Numéro deux : le recrutement est partout difficile, mais au Nunavik, la rétention du personnel local est encore plus ardue. « Partout au monde, le travail social peut brûler les meilleures vocations. Et dans une petite société comme la nôtre, un employé risque à tout moment de croiser la sœur d’un usager, mécontente d’une nouvelle rechute de son frère alcoolique – ce qui peut être terriblement démotivant pour le personnel. Mais malgré tout ça, on doit augmenter la proportion d’employés inuit, qui combinent compétences professionnelles et maitrise de la langue ».

Son troisième défi est encore plus ambitieux : « Même si on fait un peu de formation à l’interne, on ne s’est pas encore doté d’une certification professionnelle inuit. Mais on y travaille, en partenariat avec le Cégep Marie-Victorin, de Montréal ».

Et la question des « primes » salariales (un sujet entendu ailleurs au Nunavik), souvent octroyées aux gens embauchés du Sud, mais pas aux employés locaux ? « Bien sûr, en ayant rapproché les deux échelles de traitement, cela donne un incitatif à la rétention de personnel ».

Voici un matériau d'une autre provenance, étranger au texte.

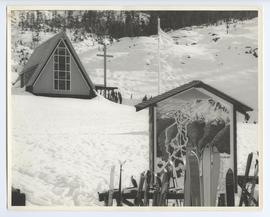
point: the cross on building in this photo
(105, 62)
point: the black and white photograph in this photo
(133, 108)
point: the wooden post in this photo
(105, 62)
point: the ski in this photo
(230, 188)
(146, 188)
(256, 170)
(111, 190)
(164, 188)
(187, 199)
(215, 170)
(138, 201)
(119, 201)
(174, 179)
(195, 191)
(243, 198)
(156, 193)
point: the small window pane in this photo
(68, 85)
(61, 63)
(56, 84)
(62, 74)
(61, 44)
(61, 84)
(62, 51)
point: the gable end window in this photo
(61, 67)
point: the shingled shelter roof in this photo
(194, 84)
(41, 55)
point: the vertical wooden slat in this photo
(151, 142)
(235, 148)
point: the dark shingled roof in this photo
(193, 84)
(41, 55)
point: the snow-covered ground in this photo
(206, 53)
(63, 149)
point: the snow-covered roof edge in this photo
(199, 84)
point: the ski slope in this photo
(63, 149)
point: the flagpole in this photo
(158, 55)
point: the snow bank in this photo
(63, 149)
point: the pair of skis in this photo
(192, 186)
(160, 190)
(111, 186)
(247, 197)
(201, 177)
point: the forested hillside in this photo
(118, 24)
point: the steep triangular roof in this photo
(41, 55)
(238, 105)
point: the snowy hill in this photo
(227, 61)
(62, 149)
(65, 158)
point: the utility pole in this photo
(105, 62)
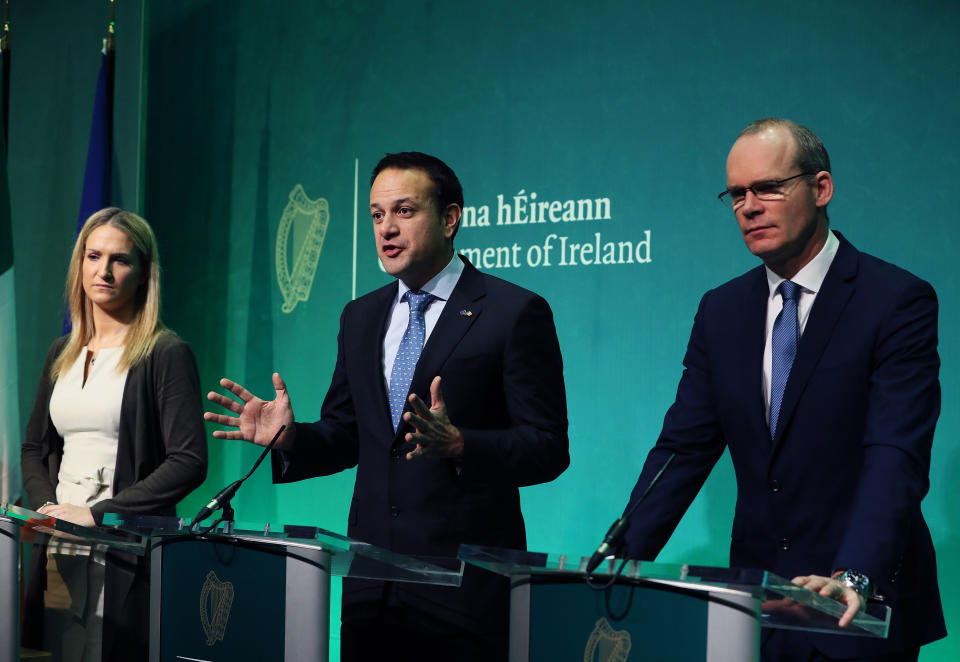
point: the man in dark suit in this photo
(435, 467)
(819, 371)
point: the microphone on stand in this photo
(618, 529)
(223, 496)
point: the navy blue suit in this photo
(841, 485)
(496, 349)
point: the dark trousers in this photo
(399, 633)
(786, 646)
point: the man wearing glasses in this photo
(819, 371)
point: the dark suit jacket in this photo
(496, 349)
(841, 485)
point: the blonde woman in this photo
(117, 424)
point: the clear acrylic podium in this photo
(654, 611)
(21, 526)
(257, 592)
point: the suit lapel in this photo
(373, 360)
(835, 292)
(753, 314)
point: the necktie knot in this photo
(789, 290)
(417, 300)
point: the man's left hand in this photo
(836, 590)
(435, 434)
(69, 513)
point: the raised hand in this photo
(435, 434)
(256, 420)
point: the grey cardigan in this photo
(161, 446)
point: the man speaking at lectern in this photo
(819, 371)
(447, 396)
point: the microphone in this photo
(618, 529)
(224, 495)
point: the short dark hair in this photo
(811, 156)
(446, 186)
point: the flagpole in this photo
(111, 27)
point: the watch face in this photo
(855, 580)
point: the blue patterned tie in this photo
(408, 353)
(786, 333)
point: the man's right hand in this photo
(257, 421)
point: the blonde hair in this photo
(146, 326)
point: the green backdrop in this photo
(224, 109)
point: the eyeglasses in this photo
(771, 189)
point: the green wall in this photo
(633, 103)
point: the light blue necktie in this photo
(408, 353)
(786, 333)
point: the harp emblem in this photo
(296, 280)
(606, 644)
(216, 598)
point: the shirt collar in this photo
(440, 286)
(811, 276)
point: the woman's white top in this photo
(87, 417)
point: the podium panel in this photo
(256, 591)
(212, 596)
(553, 619)
(654, 611)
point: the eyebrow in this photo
(408, 201)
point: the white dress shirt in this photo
(441, 287)
(810, 279)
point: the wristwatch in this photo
(856, 580)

« Mais pour moi, la plus belle prime pour mon travail, c’est l’appréciation venant de l’un de nos usagers, ou de sa famille ».

— Etua Snowball.

(…)

Prends ma main vers la guérison
Prends ma main vers la paix
Prends ma main vers des eaux calmes
Prends ma main vers Isuarsivik

(…)

— extrait de la chanson Tasiulaurluk  (en français : Se tenir par  la main), dédiée à Isuarsivik par la chanteuse inuit Béatrice Deer, originaire du village de Qaqtaq.

Les plus et les moins de la Convention de la Baie-James et du Nord québécois

Si on renégociait la CBJNQ, que conserver ? Que changer en priorité ? Etua Snowball répond :

« En négociant directement avec le Québec en 1975, on a enfin établi au Nunavik des instances modernes, faisant l’envie de bien d’autres peuples autochtones. Un actif majeur !

Par exemple, l’enseignement de l’inuktitut dans nos écoles a définitivement mis fin au principe des pensionnats autochtones, jadis établis par le fédéral ».

Mais il souligne un lourd passif : « La division des terres — que d’ailleurs la majorité des Québécois ne saisissent pas vraiment — nous a retiré le contrôle sur 90% du territoire. Ça, ça doit changer ».